Jung Yeon-je | Reuters
It turns out that President Donald Trump's call for NATO countries to pay more for their own defense is not just about Europe. Now, the government is stepping up its efforts to get Asian countries to cough more.
The special Asian country in the spotlight is South Korea. US Secretary of Defense Mark Esper took advantage of his current trip to pressure Seoul to pay more for the massive US military presence. According to a South Korean lawmaker, Esper wants much more, about five times more or $ 5 billion a year.
That sounds like a big serve. But let's face it, the defense of the free world is not cheap. One important reason for this is that those countries that do not belong to the free world, such as China, also spend record amounts on defense.
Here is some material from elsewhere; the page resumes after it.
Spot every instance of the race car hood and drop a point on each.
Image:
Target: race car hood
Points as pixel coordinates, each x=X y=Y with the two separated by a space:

The demand for higher pay in Seoul is basically the only option the US currently has. That's because the idea of closing American bases in South Korea or withdrawing its 28,500 US troops is unthinkable given the constant nuclear and conventional military threats from North Korea.
or should not be such a controversial idea in many other parts of the world. The US currently has about 800 military bases in more than 70 countries. This figure includes 1
Each of these foreign bases not only costs taxpayers maintenance costs, but also payments that we often have to make to those foreign countries to use their land or coasts. Maintaining diplomatic relations with these nations is costly to ensure that they do not suddenly eject our troops and bases. Ultimately, the cost of maintaining these bases is $ 156 billion a year.
It is unrealistic to believe that most of the cost of basic maintenance can be saved. But a lot of it certainly can, especially if some of the politicians who normally protect certain bases from closure are avoided.
While the Trump administration has seen some success in getting NATO countries to increase their share of defense spending, closing down the base and removing the US troops does not matter. The ongoing controversy over the withdrawal of only a small number of US troops from northern Syria is the best example of this.
There are other more inventive ways to lower the cost of America's defense of the free world, which are not just proposals. A good example is the agreement with Israel to use the $ 3.8 billion in military aid that the US sends annually to Israel.
Israel must spend at least 74 percent of that money on US-made defense products, and by 2028 this requirement will rise to 100 percent. Often, these products are developed in collaboration with Israeli defense companies, such as the Iron Dome missile defense system, which was heavily used during a rocket fire from Gaza in Israeli civilian areas last week.
These demands are not just a form of American economic protectionism; They are also an important safety measure. Mixing US weapons systems with other defenses made by American enemies and allies can lead to weaknesses in these American systems Ankara decided to buy Russia's S-400 anti-aircraft missile system.
This decision was based on the fear that the proximity of the F-35 and S-400 could make it easier for Turkish or Russian engineers to detect any errors in the F-35 that the S-400 could exploit. The same form of economic and military caution drives a new US threat to sanction Egypt if the plan to buy at least 20 more Su-35 fighters from Russia continues.
Not All of These Plans Run Smoothly However, we see that the three key elements to achieving something many have long thought are that it's impossible to lower US defense spending without jeopardizing security. The working formula stipulates that our allies pay more, close bases and remove troops when they are not needed, and that countries we protect have to do their arms purchases exclusively in the US.